Only in the past week the idea that $600 might prove an unsustainable level was ditched as an attempted sell-off failed and gold rapidly recovered to the mid-$600s. There are rumors that several hedge funds got their fingers burned badly last week by betting against gold.
So we seem to have $700 well and truly in sight, and gold will probably not take much more than a week or two to get there. However, the older heads in the industry can see a problem looming on the horizon: an oil price spike and a big correction on global capital markets.
Crisis point?
Forecasting the future, even a short way ahead, is always fraught with hazard. But with global stock markets at multi-year highs, it is pretty clear that all we are waiting for is for an accident to happen. It could be a military event in the Gulf, or rebels capturing Nigerian oil fields.
Then oil and gold prices will ascend a new peak with a flight to quality. The danger lies in the simultaneous worldwide sell-off of assets from shares to bonds and the need to cover positions. Initially this sell-off would not include gold but as things got progressively worse, and a downward spiral always does, then gold would not be immune.
Thus while gold could quickly spike to $700 or even $800 an ounce, or retest the former all-time high of $850, experienced analysts warn of a correction coming in the gold price itself.
How low would gold go? Again guessing the future is harzardous but a 50% correction from a price spike is not uncommon in markets, especially at a time of global market capital turmoil. That would leave buyers of gold at the top seriously out-of-pocket.
Safe haven
However, gold might well be the quickest asset to recover from such a crisis. First, there would still be funds that need to find a home and gold offers strong residual value and other defensive properties.
Secondly, the response of the US monetary authorities to such a financial crisis would almost certainly be the printing of money; and this would automatically enhance the value of gold as a quasi-currency with a fixed supply.

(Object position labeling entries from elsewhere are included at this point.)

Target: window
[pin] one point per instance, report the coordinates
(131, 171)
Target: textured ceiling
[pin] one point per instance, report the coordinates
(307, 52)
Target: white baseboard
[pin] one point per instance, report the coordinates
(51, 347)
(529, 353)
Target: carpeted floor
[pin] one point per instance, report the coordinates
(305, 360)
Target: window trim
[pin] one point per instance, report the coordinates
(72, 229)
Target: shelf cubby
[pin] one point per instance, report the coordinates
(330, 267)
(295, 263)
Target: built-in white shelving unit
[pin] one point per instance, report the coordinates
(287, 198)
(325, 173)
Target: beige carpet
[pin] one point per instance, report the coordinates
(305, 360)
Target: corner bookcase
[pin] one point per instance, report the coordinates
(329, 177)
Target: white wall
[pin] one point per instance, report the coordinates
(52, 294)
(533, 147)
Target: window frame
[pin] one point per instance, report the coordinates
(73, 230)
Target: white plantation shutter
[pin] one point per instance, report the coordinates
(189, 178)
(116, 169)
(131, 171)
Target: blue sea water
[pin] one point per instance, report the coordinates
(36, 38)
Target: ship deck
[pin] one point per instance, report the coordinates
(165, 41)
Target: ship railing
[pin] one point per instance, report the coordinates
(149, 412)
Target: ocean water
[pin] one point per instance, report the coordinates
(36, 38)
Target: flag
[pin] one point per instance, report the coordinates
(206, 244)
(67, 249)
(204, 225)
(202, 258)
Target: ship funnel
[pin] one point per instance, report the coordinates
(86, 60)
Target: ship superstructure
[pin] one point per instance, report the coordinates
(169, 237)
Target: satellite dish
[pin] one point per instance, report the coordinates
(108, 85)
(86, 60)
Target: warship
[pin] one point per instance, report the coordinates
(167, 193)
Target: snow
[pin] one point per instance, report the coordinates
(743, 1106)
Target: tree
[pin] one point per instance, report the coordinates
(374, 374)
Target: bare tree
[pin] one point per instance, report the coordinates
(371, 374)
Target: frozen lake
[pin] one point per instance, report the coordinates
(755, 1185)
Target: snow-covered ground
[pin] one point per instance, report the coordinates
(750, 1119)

Under this scenario gold could start a very powerful rally indeed. To reach its previous 1980 value, with an adjustment for inflation since then, gold needs to be worth $3,200 an ounce, and remember that markets tend to overshoot on the upside, so $5,000 an ounce is not impossible.
So should gold investors just hang on? That is probably the wisest council as judging market moves and timing sales is notoriously difficult, and the upside in the medium to long-term looks excellent.